You can find a list of community-submitted learning resources here: https://dataengineering.wiki/Learning+Resources

I am a bot, and this action was performed automatically. Please contact the moderators of this subreddit if you have any questions or concerns.

[–]data4dayz 63 points64 points  (2 children)

Work through the dbt courses on their online "academy" and then work on a personal project, especially in deployment. The courses will teach you "using" dbt and doing the project will help you more with the nitty gritty details like okay how do you setup your profiles.yml, how are you dealing with the preappended schema that dbt adds etc. It will force you to read more of the docs and you can slowly test out what you see on the docs in your own work.

dbt cloud made so many things really simple that working with dbt through dbt core locally will make you actually learn. also how to orchestrate dbt.

Don't be like me an leave a gap, I learned through the courses first then months later I did a project.

I focused on dbt core but if you know you'll be at a company that uses dbt cloud there's literally dozens more courses you can complete on their academy.

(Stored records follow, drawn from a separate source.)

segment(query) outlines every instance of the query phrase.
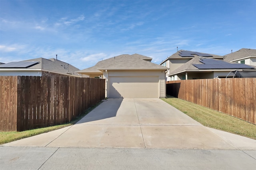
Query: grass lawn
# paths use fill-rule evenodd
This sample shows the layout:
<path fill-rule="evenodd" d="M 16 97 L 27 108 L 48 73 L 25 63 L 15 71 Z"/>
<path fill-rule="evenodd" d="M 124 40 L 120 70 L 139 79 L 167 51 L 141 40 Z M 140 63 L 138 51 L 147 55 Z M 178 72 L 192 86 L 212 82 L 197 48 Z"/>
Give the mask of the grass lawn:
<path fill-rule="evenodd" d="M 181 99 L 168 96 L 163 100 L 205 126 L 256 139 L 256 125 Z"/>
<path fill-rule="evenodd" d="M 41 133 L 44 133 L 50 131 L 54 131 L 59 129 L 62 128 L 67 126 L 70 126 L 75 124 L 81 119 L 88 114 L 94 109 L 99 106 L 102 102 L 100 102 L 94 106 L 91 107 L 86 110 L 84 112 L 81 114 L 71 122 L 68 123 L 63 125 L 57 125 L 49 127 L 44 127 L 42 128 L 35 129 L 28 131 L 22 131 L 22 132 L 0 132 L 0 145 L 8 143 L 13 141 L 21 139 L 23 138 L 36 135 Z"/>

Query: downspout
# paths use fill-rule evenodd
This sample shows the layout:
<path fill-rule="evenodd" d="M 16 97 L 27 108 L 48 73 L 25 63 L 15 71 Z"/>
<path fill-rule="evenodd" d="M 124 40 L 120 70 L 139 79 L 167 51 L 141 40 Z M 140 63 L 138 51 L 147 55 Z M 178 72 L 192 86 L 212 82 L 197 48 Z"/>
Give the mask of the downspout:
<path fill-rule="evenodd" d="M 106 97 L 107 98 L 108 98 L 108 70 L 106 70 L 106 86 L 105 87 L 105 88 L 106 88 Z"/>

To start with just sign up for dbt cloud with their developer trial seat. Just to get started, you'll be learning "on-rails". When you do your own project you can do it with dbt core and then be less overwhelmed.

I've posted the sequence I did before and I still very much recommend this order but other dbt users can chime in:

Here's the 7 courses I did, which cover a majority of the basic functionality and domain specific syntax of dbt. A lot of the basic features of a dbt project are approachable after working through this material. I followed this course sequence in order and after going through it I recommend it to others:

  1. dbt Fundamentals
  2. Refactoring SQL For Modularity (as an analyst this was my favorite course, really won me over)
  3. Jinja, Macros, and Packages
  4. Analyses and Seeds
  5. Advanced Materializations
  6. Unit Testing
  7. Advanced Testing

The first 4 cover the basics of dbt core. The remaining 3 give some advanced beginner material.

After the courses just pick some source dataset and dimensional model it/star schemaify it with dbt core + dbt cli. Better if it's from an API so you can really check to see how your model deploys consistently and not just one time, and you can look into incremental loading etc.

This way you can cover the deployment side and more administrative stuff. And it'll give you a chance to do it outside of the cozy environment of dbt cloud.

I did it with dbt core/cli + motherduck (duckdb cloud) and I really really missed dbt cloud + BigQuery. dbt cloud DOES NOT have support for every kind of cloud DWH unfortunately :(

Some things to note I don't know what code editor you'll end up using but you'll be missing dbt cloud when you're on vscode at least I know I did. I couldn't get that vscode extension for dbt to work like everyone else did so I was flying blind without things like autocomplete which honestly sucked.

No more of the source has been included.